No experience is local

No experience is local.

Whatever I experience – what’s felt, seen, heard, smelled, tasted – is experienced by consciousness as a whole.

It’s local in that I, through thought, can identify where it is in a conventional sense. For instance, the sound of a bird comes from the tree above me. Or the pain of stubbing my toe is in my toe and foot.

And yet, it’s all experienced by consciousness as a whole. It’s all experienced by all of what I am.

And since, to me, the world happens within and as what I am, it’s as if the whole world is infused with the experience.

I cannot remember not experiencing it this way, and it’s difficult for me to imagine it being any other way. But from what I hear from others, this isn’t completely universal.

In a sense, it’s inevitable and universal. I assume that to themselves, everyone are fundamentally consciousness and to them the world happens within and as what they are, just as it is here. And noticing it may not be universal. If these consciousnesses viscerally take themselves to be something within their own experience, then experiences may seem more exclusively local.

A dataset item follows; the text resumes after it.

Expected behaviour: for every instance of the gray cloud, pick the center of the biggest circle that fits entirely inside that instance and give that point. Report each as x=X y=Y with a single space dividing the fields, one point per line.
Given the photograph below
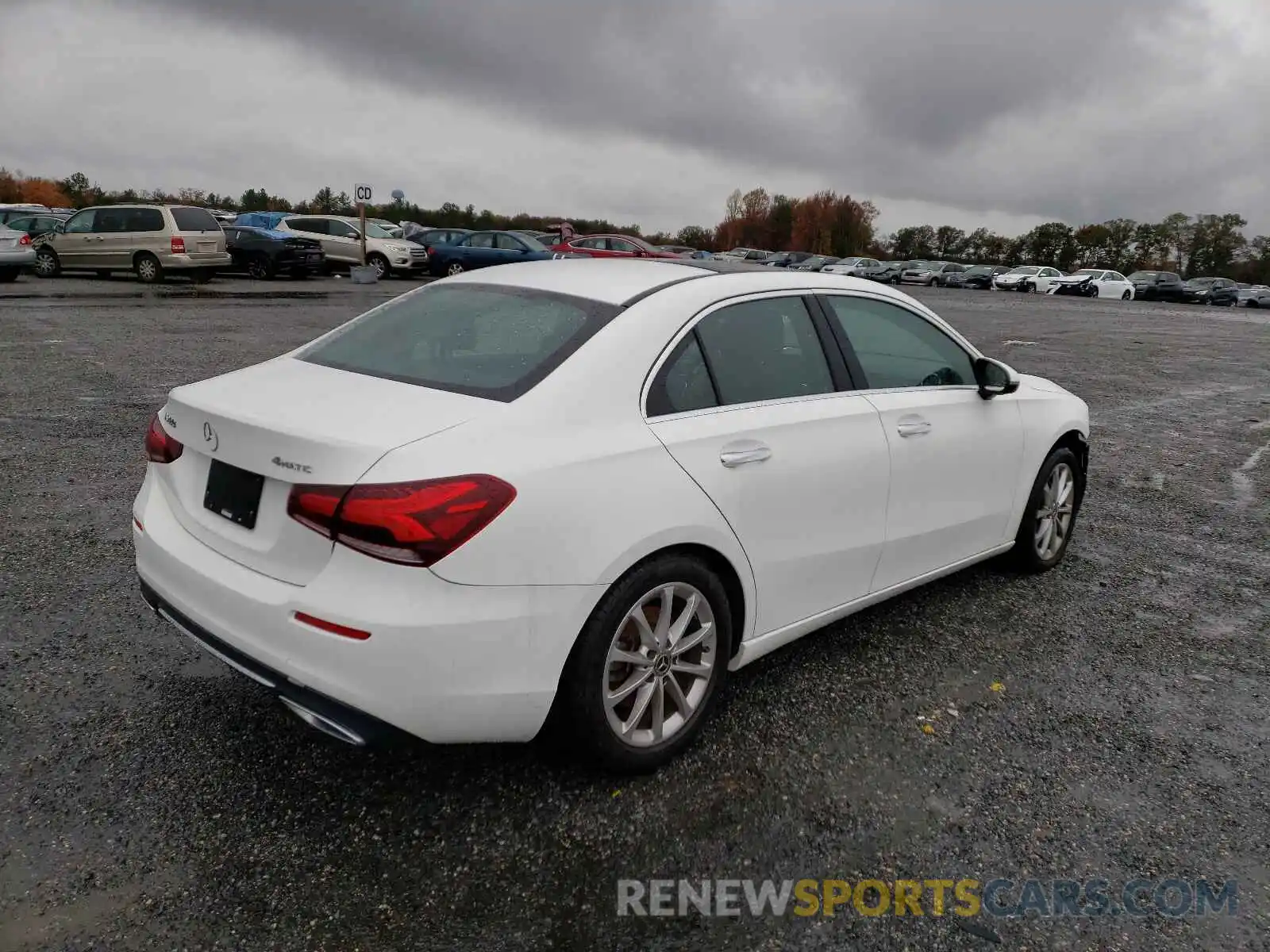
x=1077 y=111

Note: I was initially aware of this when I read about Taoist tantric sexual practices in my teens, and they talked about local vs all-body orgasms. To me, orgasms and anything else happens globally, through and in consciousness as a whole.


INITIAL NOTES

  • No experience is local
    • experienced by consciousness as a whole
    • To me, as if experienced by the whole world
    • Taste, smell, sensations etc
    • Seems obvious to me since I can’t remember anything else, and is even difficult to imagine, but from what others say seems it’s not completely universal
    • Is universal since seems inevitable, but maybe not always noticed?